An advertising business she heard about on a friend’s podcast inspired her. She liked the pricing model – one dollar a day on January 1 to $365 a day on December 31. Customers would determine what day to start. “I have a blog,” Carter thought to herself.

“What if I use the same price structure creating a blogpost about a person or favorite cause if the person bought the day?” Sponsor A Law Kid was born online.

Successful entrepreneurs tend to have an entrepreneur in their background, such as parents or other relatives. Carter observed her father, an independent contractor. When Cheatham was 13, his older brother started a business. Rossi had no model except Carnegie and Rockefeller.

IN BUSINESS

All three entrepreneurs just “did it.” Carter scheduled her blog for 46 days, until her bar exam was over. When some members of the legal community gave her free publicity, her daily readership of less than 100 skyrocketed to 1,200.

She emailed businesses whose products she could endorse, ones she uses, explaining what she was doing and suggesting they buy a day. National companies didn’t bite, but smaller and local businesses proved a good market. She pulled in $3,200 – “I’m not a salesperson,” she interjects – which wiped out the last-semester tuition problem.

Rossi says they get their customers by advertising on social media and doing some celebrity marketing. He and Cheatham sell on-campus. “When a kid here goes home,” Rossi remarks, “his friends order. There’s a trickle-down effect that a college brings.”

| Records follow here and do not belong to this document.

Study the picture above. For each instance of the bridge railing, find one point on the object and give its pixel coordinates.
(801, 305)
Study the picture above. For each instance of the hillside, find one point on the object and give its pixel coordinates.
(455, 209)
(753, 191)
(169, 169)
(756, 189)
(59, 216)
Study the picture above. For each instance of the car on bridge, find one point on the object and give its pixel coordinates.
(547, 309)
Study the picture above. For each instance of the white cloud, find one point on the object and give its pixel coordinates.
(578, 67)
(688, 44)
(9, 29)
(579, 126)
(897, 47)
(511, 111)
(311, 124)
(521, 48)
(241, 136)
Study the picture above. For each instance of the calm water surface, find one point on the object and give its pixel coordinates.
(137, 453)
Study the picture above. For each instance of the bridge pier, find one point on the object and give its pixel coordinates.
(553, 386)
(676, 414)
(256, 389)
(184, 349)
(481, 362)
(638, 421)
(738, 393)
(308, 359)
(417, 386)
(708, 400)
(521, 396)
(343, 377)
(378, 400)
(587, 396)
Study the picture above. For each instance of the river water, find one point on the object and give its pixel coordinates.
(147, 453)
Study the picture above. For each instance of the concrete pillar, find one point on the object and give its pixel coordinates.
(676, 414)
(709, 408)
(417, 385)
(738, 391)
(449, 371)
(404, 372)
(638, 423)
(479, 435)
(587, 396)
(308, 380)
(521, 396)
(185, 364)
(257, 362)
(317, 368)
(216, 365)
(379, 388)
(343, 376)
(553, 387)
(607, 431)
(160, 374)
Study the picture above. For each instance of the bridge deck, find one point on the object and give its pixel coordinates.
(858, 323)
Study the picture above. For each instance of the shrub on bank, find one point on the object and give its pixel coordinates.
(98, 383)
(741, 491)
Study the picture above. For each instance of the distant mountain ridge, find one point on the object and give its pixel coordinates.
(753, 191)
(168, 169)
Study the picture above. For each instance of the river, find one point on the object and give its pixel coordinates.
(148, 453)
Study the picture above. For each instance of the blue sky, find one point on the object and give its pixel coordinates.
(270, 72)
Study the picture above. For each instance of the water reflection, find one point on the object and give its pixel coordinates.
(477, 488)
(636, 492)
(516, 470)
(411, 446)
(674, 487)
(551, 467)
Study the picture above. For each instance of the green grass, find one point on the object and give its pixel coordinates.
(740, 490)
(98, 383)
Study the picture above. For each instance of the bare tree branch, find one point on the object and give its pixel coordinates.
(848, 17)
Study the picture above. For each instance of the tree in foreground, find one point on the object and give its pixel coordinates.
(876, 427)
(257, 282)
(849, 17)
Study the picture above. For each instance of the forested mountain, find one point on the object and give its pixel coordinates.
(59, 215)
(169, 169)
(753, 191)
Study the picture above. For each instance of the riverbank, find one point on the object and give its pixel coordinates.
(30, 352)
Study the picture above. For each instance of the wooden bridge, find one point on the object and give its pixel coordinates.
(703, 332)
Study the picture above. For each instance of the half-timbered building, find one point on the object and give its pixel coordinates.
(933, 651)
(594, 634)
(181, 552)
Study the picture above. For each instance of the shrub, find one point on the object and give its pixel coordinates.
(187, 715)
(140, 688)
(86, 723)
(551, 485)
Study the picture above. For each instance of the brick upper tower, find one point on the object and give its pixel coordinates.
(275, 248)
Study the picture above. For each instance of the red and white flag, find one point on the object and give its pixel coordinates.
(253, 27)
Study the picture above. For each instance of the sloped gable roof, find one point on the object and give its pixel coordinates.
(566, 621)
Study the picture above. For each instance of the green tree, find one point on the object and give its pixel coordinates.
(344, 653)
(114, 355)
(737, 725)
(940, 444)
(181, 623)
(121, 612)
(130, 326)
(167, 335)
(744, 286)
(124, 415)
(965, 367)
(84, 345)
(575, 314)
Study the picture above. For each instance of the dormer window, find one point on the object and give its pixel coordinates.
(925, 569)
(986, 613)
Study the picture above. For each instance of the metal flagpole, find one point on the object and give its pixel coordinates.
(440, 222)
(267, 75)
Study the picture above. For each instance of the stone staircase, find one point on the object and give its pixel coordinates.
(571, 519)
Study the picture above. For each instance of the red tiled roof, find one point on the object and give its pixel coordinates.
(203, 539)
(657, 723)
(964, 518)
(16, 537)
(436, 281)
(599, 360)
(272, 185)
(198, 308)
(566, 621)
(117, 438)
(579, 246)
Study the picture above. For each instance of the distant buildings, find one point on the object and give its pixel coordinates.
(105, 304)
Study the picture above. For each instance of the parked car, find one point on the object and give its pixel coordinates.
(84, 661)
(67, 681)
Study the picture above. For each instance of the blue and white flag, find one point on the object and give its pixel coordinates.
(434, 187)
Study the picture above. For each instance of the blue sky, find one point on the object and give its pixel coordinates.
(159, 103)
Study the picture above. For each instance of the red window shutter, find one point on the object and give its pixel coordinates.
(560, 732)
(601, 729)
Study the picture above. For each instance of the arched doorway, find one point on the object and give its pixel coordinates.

“We generated over $1,000 in one day selling out a special edition,” Cheatham comments. “I’d rather spend three months and get one great t-shirt than one month developing ten of poor quality.”

The owners are striving for high quality and garments that are a joy to wear, not quickly replaceable. All profits at Paradigm Wear go right back into the company.

Do traditional jobs lie in the future for these entrepreneurs? Carter, who passed her bar exam and is waiting for admission, says she has to love what she does, “whether I’m working for myself or someone else. Right now it makes the most sense to strike out on my own and do my own thing.”

She plans to launch an updated traditional package of marketing vehicles, including social media, her blog, word-of-mouth and public speaking, among others.

“Once you get the taste of being an entrepreneur,” Rossi says, “it’s all you want to have.”

“It’s like it’s your child,” Cheatham adds.